Gleichbehandlung beim Nachtarbeitszuschlag

Für unregelmäßige und regelmäßige Nachtarbeit ist ein gleicher Zuschlag zum Stundenlohn zu vergüten. Für eine unterschiedliche Behandlung gibt es nach bisherigem Kenntnisstand in der Arbeitsmedizin keine nachvollziehbaren Gründe.

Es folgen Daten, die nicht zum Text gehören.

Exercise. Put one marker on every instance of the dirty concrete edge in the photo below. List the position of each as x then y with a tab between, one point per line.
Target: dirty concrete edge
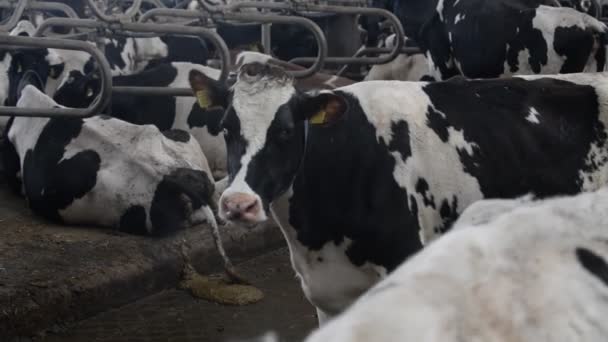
70	303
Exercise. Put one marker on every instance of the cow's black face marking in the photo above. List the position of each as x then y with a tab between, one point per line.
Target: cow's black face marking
272	170
51	184
593	263
177	135
345	189
176	196
133	221
209	117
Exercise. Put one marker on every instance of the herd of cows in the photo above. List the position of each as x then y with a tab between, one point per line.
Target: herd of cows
496	135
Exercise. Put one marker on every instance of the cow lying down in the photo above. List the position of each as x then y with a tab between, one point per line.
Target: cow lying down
511	270
164	112
105	172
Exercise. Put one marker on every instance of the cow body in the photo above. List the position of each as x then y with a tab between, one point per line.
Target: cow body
397	162
487	38
106	172
528	271
165	112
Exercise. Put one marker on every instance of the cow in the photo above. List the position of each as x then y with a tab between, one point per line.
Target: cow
497	38
527	271
406	67
106	172
361	177
165	112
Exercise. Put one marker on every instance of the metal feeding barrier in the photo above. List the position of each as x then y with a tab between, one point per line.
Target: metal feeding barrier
330	7
317	63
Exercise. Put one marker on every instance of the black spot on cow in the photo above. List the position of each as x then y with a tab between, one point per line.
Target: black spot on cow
177	135
422	187
400	141
52	184
576	59
176	197
519	158
133	221
437	122
593	263
359	200
210	118
449	213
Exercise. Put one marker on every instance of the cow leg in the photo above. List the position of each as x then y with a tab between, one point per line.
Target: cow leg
322	317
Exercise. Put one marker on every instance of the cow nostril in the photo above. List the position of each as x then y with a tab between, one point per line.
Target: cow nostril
251	206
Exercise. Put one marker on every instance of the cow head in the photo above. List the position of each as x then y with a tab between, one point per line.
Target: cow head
78	90
265	126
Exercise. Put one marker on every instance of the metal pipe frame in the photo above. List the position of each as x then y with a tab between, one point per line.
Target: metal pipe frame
148	28
101	101
317	63
15	16
397	27
43	6
127	16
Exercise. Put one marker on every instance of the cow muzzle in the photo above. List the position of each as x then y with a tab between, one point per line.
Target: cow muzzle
242	207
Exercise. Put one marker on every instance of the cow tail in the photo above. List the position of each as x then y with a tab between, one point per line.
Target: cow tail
11	164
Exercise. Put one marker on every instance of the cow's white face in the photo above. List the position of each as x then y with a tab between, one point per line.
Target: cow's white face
264	128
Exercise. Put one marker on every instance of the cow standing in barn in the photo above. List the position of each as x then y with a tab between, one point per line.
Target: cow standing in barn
512	270
495	38
362	177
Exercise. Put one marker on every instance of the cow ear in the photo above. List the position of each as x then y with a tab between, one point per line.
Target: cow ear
209	92
322	109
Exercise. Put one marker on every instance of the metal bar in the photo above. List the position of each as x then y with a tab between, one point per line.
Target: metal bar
103	98
128	15
148	28
44	6
397	27
15	16
260	18
152	91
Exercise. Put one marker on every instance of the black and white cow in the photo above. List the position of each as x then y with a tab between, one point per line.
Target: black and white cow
527	271
106	172
492	38
362	177
165	112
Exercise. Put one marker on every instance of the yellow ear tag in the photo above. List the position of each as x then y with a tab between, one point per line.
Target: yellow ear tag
203	99
318	118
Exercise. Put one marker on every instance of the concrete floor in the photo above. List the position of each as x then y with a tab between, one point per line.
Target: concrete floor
176	316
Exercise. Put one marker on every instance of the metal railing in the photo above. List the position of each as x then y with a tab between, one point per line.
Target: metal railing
317	62
101	101
128	28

Regelungen des Manteltarifvertrags der Metallindustrie für das Unterwesergebiet in der Fassung vom 17. Dezember 2018, die für unregelmäßige Nachtarbeit einen Zuschlag von 50 % zum Stundenlohn vorsehen, während regelmäßige Nachtarbeit lediglich mit einem Zuschlag von 15 % vergütet wird, verstoßen gegen das Gleichheitsgebot. Sie benachteiligen Beschäftigte mit regelmäßiger Nachtarbeit unangemessen und sind rechtswidrig. Dies hat das Landesarbeitsgericht Bremen mit Urteil vom 10.04.2019 entschieden (Pressemitteilung vom 10.4.2019, Az.: 3 Sa 12/18).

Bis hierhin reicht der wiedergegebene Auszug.